As indicated by this map printed in early editions of Gulliver’s Travels, the land of Brobdingnag seems to be located on the Californian coast, just north of New Albion. The inclusion on the map of that English colony, named by Francis Drake, might be to underline the nowhere-ness (or u-topia) of Brobdingnag, as the exact location of Drake’s land-claim was deliberately obfuscated by the English crown, and has been debated fiercely ever since.
New Albion has been positioned just north of San Francisco, and anywhere north from there along the Pacific coast – which does not, however, contain a peninsula in the rather peculiar shape of Brobdingnag. The only shape vaguely similar is that of Canada’s Vancouver Island – but that is not a peninsula.
To make matters even more confusing, indications in the text itself would place Brobdingnag in Micronesia. Furthermore, Brobdingnag is described as being continent-sized – 6,000 miles long and 3,000 miles wide. Which doesn’t fit with any land mass, in Micronesia or on the Pacific coast of North America. And even more fantastically, Brobdingnag is separated from the continent by a volcano range of up to 30 miles high – a gravitational impossibility. None of this is an accident; Swift’s own obfuscating reflects his skepticism of the reliability of contemporary travel writing.

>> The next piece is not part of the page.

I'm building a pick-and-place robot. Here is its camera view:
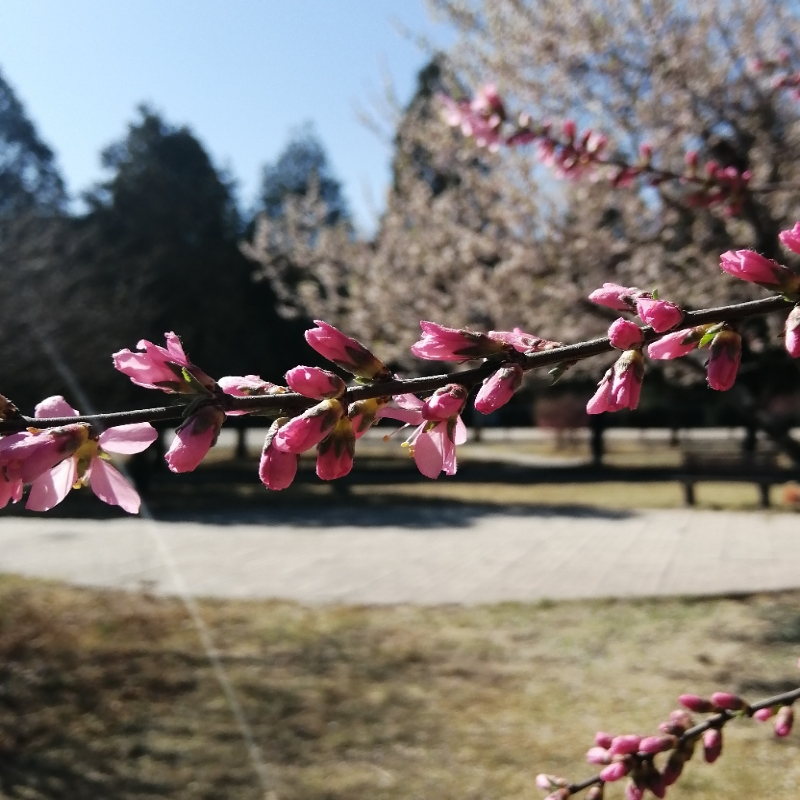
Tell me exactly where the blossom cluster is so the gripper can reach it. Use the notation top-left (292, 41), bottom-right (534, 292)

Although 60 feet (18 m) of height, the giants of Brobdingnag nevertheless stand less tall in the popular imagination than the dwarves of Lilliput. While ‘lilliputian’ has become a more or less general adjectival synonym for ‘tiny’, ‘brobdingnagian’ has become rather less used (for ‘colossal’), although Italy has been described as ‘the brobdingnagian boot’.

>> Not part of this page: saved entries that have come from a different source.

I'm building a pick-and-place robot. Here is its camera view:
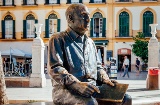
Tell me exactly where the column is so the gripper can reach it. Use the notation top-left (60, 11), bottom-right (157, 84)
top-left (146, 24), bottom-right (160, 90)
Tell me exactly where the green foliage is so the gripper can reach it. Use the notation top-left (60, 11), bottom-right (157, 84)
top-left (132, 32), bottom-right (148, 63)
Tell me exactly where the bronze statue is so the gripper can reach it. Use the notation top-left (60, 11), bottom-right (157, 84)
top-left (48, 4), bottom-right (132, 105)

Rather appropriately, the lack of appreciation appears to be mutual. After Gulliver explained the ins and outs and what have yous of 18th century European politics, the King of the Brobdingnagians declares:
“I cannot but conclude the Bulk of your Natives to be the most pernicious Race of little odious Vermin that Nature ever suffered to crawl upon the Surface of the Earth.”